I think Stewart’s show demonstrated the decline and vacuity of contemporary comedy. I cannot stand that smug, snarky, superior tone. I hated the fact that young people were getting their news through that filter of sophomoric snark.  Comedy, to me, is one of the major modern genres, and the big influences on my generation were Lenny Bruce and Mort Sahl. Then Joan Rivers had an enormous impact on me–she’s one of my major role models.  It’s the old caustic, confrontational style of Jewish comedy. It was Jewish comedians who turned stand-up from the old gag-meister shtick of vaudeville into a biting analysis of current social issues, and they really pushed the envelope.  Lenny Bruce used stand-up to produce gasps and silence from the audience. And that’s my standard–a comedy of personal risk.  And by that standard, I’m sorry, but Jon Stewart is not a major figure. He’s certainly a highly successful T.V. personality, but I think he has debased political discourse.  I find nothing incisive in his work.  As for his influence, if he helped produce the hackneyed polarization of moral liberals versus evil conservatives, then he’s partly at fault for the political stalemate in the United States.

“I don’t demonize Fox News.

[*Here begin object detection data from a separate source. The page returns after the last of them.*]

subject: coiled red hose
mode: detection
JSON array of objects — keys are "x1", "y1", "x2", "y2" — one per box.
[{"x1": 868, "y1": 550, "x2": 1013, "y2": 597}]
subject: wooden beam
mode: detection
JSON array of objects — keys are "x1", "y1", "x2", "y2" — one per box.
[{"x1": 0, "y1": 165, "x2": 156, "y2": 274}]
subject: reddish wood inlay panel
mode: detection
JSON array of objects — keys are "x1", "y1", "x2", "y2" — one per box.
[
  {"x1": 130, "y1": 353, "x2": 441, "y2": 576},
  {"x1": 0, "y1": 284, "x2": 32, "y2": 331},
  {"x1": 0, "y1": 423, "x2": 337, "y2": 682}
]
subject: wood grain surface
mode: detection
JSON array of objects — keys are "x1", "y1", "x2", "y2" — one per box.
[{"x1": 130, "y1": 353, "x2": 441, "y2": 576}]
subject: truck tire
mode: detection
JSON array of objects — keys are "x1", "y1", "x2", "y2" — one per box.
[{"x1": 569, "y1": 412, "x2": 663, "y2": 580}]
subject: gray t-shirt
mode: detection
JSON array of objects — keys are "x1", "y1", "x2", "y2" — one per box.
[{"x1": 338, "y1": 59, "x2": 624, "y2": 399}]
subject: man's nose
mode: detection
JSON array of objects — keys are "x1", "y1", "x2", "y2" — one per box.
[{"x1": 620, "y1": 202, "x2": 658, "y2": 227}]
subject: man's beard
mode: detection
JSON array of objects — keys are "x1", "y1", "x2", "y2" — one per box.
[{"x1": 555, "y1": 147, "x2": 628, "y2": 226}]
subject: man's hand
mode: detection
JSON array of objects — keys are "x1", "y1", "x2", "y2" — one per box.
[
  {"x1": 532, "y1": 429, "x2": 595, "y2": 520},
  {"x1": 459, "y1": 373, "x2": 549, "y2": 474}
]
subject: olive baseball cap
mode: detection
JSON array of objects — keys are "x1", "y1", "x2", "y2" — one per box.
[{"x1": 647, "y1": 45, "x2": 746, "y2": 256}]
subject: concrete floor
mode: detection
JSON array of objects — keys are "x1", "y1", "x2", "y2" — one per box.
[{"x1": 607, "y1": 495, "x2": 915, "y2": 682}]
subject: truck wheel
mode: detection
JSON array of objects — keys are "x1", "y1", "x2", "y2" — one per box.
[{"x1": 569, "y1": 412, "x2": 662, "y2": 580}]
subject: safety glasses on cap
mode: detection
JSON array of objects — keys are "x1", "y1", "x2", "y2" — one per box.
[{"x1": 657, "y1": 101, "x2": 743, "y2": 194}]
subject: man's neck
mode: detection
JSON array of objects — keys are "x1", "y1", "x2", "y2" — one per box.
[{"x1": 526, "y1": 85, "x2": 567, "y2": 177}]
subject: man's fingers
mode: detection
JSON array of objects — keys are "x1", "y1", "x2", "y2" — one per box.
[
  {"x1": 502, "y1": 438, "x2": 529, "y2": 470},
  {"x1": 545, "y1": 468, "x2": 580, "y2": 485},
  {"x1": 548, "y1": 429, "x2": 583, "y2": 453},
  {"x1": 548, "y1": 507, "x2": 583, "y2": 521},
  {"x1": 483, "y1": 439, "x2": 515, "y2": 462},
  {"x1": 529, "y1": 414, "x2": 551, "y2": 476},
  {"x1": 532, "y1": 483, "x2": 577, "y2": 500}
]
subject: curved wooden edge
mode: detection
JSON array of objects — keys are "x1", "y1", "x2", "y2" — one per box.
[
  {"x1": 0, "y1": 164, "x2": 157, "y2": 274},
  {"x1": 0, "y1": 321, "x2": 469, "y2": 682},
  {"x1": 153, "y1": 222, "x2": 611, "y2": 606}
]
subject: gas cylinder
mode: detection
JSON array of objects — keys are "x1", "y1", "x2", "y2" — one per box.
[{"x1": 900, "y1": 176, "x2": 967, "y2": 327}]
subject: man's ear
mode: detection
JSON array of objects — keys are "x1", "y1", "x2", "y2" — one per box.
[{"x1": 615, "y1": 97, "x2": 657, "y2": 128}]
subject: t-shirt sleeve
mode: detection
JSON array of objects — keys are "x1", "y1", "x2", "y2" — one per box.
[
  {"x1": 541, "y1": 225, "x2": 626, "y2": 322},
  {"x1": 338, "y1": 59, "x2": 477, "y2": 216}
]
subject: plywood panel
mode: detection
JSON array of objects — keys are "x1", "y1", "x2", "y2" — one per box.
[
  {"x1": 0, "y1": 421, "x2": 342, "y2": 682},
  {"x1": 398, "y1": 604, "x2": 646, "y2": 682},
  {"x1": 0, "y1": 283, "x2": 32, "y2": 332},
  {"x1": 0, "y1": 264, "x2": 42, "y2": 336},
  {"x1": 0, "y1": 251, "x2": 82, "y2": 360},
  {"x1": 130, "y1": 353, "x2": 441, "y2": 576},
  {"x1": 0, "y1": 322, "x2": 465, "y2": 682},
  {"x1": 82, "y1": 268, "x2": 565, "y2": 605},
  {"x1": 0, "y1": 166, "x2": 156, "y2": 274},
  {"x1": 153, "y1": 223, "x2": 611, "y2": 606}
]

At what point will liberals wake up to realize the stranglehold that they had on the media for so long? They controlled the major newspapers and weekly newsmagazines and T.V. networks. It’s no coincidence that all of the great liberal forums have been slowly fading. They once had such incredible power.  Since the rise of the Web, the nightly network newscasts have become peripheral, and the New York Times and the Washington Post have been slowly fading and are struggling to survive.

“Historically, talk radio arose via Rush Limbaugh in the early 1990s precisely because of this stranglehold by liberal discourse. For heaven’s sake, I was a Democrat who had just voted for Jesse Jackson in the 1988 primary, but I had to fight like mad in the early 1990s to get my views heard. The resistance of liberals in the media to new ideas was enormous. Liberals think of themselves as very open-minded, but that’s simply not true!  Liberalism has sadly become a knee-jerk ideology, with people barricaded in their comfortable little cells. They think that their views are the only rational ones, and everyone else is not only evil but financed by the Koch brothers.  It’s so simplistic!

“Now let me give you a recent example of the persisting insularity of liberal thought in the media.  When the first secret Planned Parenthood video was released in mid-July, anyone who looks only at liberal media was kept totally in the dark about it, even after the second video was released.  But the videos were being run nonstop all over conservative talk shows on radio and television.  It was a huge and disturbing story, but there was total silence in the liberal media.  That kind of censorship was shockingly unprofessional.  The liberal major media were trying to bury the story by ignoring it.  Now I am a former member of Planned Parenthood and a strong supporter of unconstrained reproductive rights.  But I was horrified and disgusted by those videos and immediately felt there were serious breaches of medical ethics in the conduct of Planned Parenthood officials.  But here’s my point:  it is everyone’s obligation, whatever your political views, to look at both liberal and conservative news sources every single day.  You need a full range of viewpoints to understand what is going on in the world.”